Aus «Mitteilungen und Nachrichten für die Geistlichkeit Russlands»

 

{Private Genossenschaftsschulen}

 

Vor allem seit 1840 in größerer Zahl entstehende Privatschulen. Solche Schulen – auch als «Gesellschaftsschulen» bezeichnet – waren von wohlhabenden Kolonisten gegründet worden, die ihren Kindern eine bessere Ausbildung zukommen lassen wollten, als dies in den überfüllten Dorfschulen möglich war. An diesen Schulen unterrichteten gut ausgebildete Lehrer in überschaubaren Klassen.
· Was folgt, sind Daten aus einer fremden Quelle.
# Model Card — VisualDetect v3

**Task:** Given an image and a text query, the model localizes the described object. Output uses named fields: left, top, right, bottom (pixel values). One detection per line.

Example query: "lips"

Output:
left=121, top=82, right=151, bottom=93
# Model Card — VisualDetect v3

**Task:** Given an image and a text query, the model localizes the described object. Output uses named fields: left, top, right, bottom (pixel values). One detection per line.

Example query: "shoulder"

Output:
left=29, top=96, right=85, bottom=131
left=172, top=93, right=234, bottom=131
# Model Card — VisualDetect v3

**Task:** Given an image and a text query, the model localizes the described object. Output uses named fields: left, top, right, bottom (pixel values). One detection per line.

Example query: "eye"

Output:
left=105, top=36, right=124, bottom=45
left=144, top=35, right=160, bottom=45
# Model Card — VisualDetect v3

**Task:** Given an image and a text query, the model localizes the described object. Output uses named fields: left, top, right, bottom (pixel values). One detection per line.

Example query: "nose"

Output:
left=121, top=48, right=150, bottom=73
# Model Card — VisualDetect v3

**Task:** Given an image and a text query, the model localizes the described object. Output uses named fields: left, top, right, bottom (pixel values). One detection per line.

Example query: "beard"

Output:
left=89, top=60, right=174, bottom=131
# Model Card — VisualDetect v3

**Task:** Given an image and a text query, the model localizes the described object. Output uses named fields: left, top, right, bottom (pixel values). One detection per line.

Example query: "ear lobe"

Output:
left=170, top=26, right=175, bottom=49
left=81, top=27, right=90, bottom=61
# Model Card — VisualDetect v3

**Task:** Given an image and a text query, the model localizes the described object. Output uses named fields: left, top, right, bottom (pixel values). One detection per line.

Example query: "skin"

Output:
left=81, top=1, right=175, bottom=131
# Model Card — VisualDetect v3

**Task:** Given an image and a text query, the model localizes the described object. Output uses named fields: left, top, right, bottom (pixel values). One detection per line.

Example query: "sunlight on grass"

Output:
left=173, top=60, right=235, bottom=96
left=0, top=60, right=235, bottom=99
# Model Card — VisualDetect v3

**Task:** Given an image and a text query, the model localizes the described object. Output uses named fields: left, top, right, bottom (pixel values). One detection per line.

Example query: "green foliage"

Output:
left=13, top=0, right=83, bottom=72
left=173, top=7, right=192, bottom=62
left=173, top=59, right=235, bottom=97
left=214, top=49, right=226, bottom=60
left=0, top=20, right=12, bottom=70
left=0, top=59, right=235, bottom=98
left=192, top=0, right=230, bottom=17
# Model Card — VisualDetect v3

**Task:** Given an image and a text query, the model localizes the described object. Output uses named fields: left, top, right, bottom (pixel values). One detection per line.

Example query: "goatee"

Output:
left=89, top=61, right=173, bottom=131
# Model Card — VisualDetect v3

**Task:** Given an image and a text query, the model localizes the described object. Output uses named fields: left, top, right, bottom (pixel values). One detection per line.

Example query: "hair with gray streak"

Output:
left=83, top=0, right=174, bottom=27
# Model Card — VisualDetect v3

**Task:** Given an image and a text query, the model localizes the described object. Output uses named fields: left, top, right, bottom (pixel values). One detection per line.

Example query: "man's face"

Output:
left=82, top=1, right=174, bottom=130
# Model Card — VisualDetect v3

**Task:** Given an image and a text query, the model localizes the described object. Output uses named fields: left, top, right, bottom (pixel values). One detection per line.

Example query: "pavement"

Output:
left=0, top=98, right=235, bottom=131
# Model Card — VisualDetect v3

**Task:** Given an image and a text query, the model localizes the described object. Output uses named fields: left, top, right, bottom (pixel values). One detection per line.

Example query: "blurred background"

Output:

Neben Russisch und Deutsch standen Religion, Arithmetik und Geografie als Grundfächer auf dem Stundenplan.

 

 

{Landamt-Schulen}

 

Landamt-Schulen (Semstwo-Schulen) entstanden ab 1864 auf Initiative der ländlichen Selbstverwaltungen, der Landämter, überall in Russland. In den Wolgakolonien betrug die Zahl der Gesellschafts- und Landamt-Schulen in den letzten Jahrzehnten des 19. Jahrhunderts 64. Hier wurden etwa 2.200 Knaben unterrichtet. Diese Schulen waren bei den Wolgadeutschen zunächst nicht sehr beliebt, weil der Unterricht in russischer Sprache durchgeführt wurde. Da aber ihr Besuch zu einer Verkürzung des seit 1874 obligaten Militärdienstes führen konnte – der Abschluss eines Lehrerseminars sogar zur völligen Befreiung – wuchsen die Schülerzahlen beträchtlich. Aber auch die wachsende Einsicht, dass die Beherrschung der russischen Sprache notwendig war, bewog immer mehr Kolonisten, ihre Kinder auf die Landamt-Schulen zu schicken. 

Die Landamt-Schule in Stahl am Karaman
Die Landamt-Schule in Stahl am Karaman

 Gemäß einer staatlichen Befragung zu Beginn des 20. Jahrhunderts waren an der Kirchenschule in Stahl am Karaman drei Lehrer beschäftigt: Friedrich Jung, Victor Hoppe und Schulmeister Gottlieb Klunk. Die Landamtschule hatte fünf Lehrer im Dienst: Schulmeister Johann Zitzer, Eugenia Fomina (Евгения Фомина), Konrad Hartmann, Heinrich Glöckner und Maria Minailenko (Мария Миняйленко). Die Kirchenschule gehörte der Gemeinde Stahl am Karaman, während die Landamtschule von der Selbstverwaltungseinheit (Semstwo) auf Ujesdebene betrieben wurde. Die neuere Kirchenschule wurde 1873 erbaut und die Landamtschule im Jahr 1903. Zum Zeitpunkt der Befragung waren 312 Jungen und 188 Mädchen in Stahl am Karaman schulpflichtig.